The narrowest approach to the legal issue would be to consider the Court of Appeal’s holding in Hounga with respect to legal authority. Rimer LJ in the Court of Appeal purported to follow the approach to illegality set out in the earlier case of Hall v Woolston Leisure. In Hall the Court of Appeal had insisted on a strict causation test. In Hounga this had been loosened to encompass situations where the illegality was merely ‘linked’ to the discrimination claim. Perhaps a better approach to formulate the question in the way that Lord Hoffmann did in the House of Lords decision in Gray v Thames Trains: ‘Can one say that, although the damage would not have happened but for the tortious conduct of the defendant, it was caused by the criminal act of the claimant? …or is the position that although the damage would not have happened without the criminal act of the claimant, it was caused by the tortious act of the defendant?’ If we pose the question in this way on the facts in Hounga, then the gist of the tort – the violation of Ms Hounga’s right not to be discriminated against because of her race – was caused by the tortious act of the defendant. That should be the end of the causation enquiry. And perhaps the Supreme Court might be content to dispose of the case on that narrow basis, ensuring the internal coherence of the common law doctrine of illegality in accordance with the precedents in Hall and Gray. Certainly, there are recent examples of the Employment Appeal Tribunal dealing with the illegality doctrine in a manner that is more sensitive to the various legitimate interests at stake, while reasoning within the four corners of the illegality doctrine.

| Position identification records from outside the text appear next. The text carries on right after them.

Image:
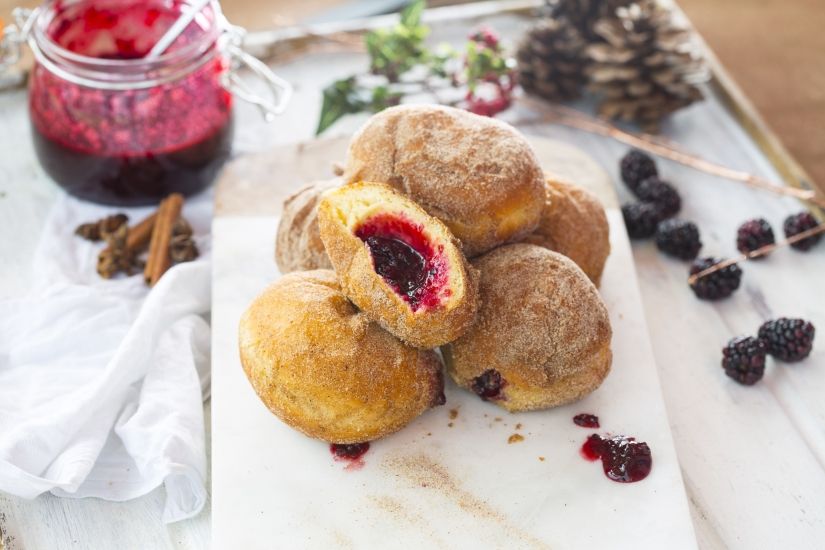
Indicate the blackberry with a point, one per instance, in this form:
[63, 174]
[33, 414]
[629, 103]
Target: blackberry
[637, 167]
[661, 194]
[717, 285]
[788, 340]
[679, 238]
[489, 385]
[744, 359]
[754, 234]
[797, 224]
[641, 219]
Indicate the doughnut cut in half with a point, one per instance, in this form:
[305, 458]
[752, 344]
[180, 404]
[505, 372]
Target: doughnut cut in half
[476, 174]
[325, 369]
[398, 264]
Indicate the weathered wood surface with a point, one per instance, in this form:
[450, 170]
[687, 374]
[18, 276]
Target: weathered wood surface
[753, 459]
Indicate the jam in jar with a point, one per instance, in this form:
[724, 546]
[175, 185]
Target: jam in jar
[113, 127]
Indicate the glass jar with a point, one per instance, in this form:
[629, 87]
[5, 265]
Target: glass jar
[113, 127]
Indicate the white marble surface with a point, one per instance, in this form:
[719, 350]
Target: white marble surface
[752, 459]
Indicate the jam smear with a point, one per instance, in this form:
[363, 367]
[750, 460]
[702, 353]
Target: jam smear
[352, 454]
[586, 420]
[488, 386]
[623, 458]
[400, 264]
[406, 259]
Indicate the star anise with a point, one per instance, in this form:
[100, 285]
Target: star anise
[94, 231]
[117, 256]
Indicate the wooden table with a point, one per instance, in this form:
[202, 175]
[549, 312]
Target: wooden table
[753, 458]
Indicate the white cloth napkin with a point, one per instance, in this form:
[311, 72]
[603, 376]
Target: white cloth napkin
[102, 382]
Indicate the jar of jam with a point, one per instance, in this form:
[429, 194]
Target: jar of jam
[114, 126]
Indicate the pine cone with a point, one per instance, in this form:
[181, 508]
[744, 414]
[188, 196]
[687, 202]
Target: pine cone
[584, 13]
[646, 65]
[550, 60]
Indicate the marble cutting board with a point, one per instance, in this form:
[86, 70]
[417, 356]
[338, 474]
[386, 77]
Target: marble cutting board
[452, 478]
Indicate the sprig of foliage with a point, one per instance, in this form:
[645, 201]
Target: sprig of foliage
[401, 64]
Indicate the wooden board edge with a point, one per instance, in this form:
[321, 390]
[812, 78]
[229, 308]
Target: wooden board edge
[746, 114]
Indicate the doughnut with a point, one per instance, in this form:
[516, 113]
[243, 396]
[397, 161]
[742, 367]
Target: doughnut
[574, 224]
[541, 337]
[325, 369]
[399, 265]
[476, 174]
[298, 245]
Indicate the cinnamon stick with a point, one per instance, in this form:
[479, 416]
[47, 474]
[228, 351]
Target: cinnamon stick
[160, 259]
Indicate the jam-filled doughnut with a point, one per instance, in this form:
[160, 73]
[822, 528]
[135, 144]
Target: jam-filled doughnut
[328, 371]
[398, 264]
[542, 334]
[476, 174]
[574, 224]
[298, 246]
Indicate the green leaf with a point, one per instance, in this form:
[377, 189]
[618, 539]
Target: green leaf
[340, 98]
[411, 15]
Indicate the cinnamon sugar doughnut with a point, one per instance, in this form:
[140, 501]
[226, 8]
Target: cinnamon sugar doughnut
[298, 246]
[574, 224]
[402, 267]
[542, 334]
[476, 174]
[325, 369]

There is a larger set of perspectives, however, given that Hounga sits at the intersection between labour law, human rights and migration law. Rather than refine the common law doctrine of illegality and ensure its internal coherence, it may be appropriate to consider whether illegality should have any role at all in this regulatory sphere. It might be helpful to consider this from two different vantage points, one that characterizes Hounga as a ‘labour law’ case; the other of which characterizes Hounga as a ‘migration’ case. It might be useful to regard both kinds of approach as based upon an anti-exploitation principle, which would set itself against unfair-advantage taking in the employment context. From a labour law perspective, the unfairness consists in the violation of legal rights that exist for the protection of those engaged in personal work. From a migration law perspective, the unfairness consists in the targeting of an especially vulnerable group within the wider category of personal work relations, viz migrants working illegally. Human rights issues arise in both of these perspectives.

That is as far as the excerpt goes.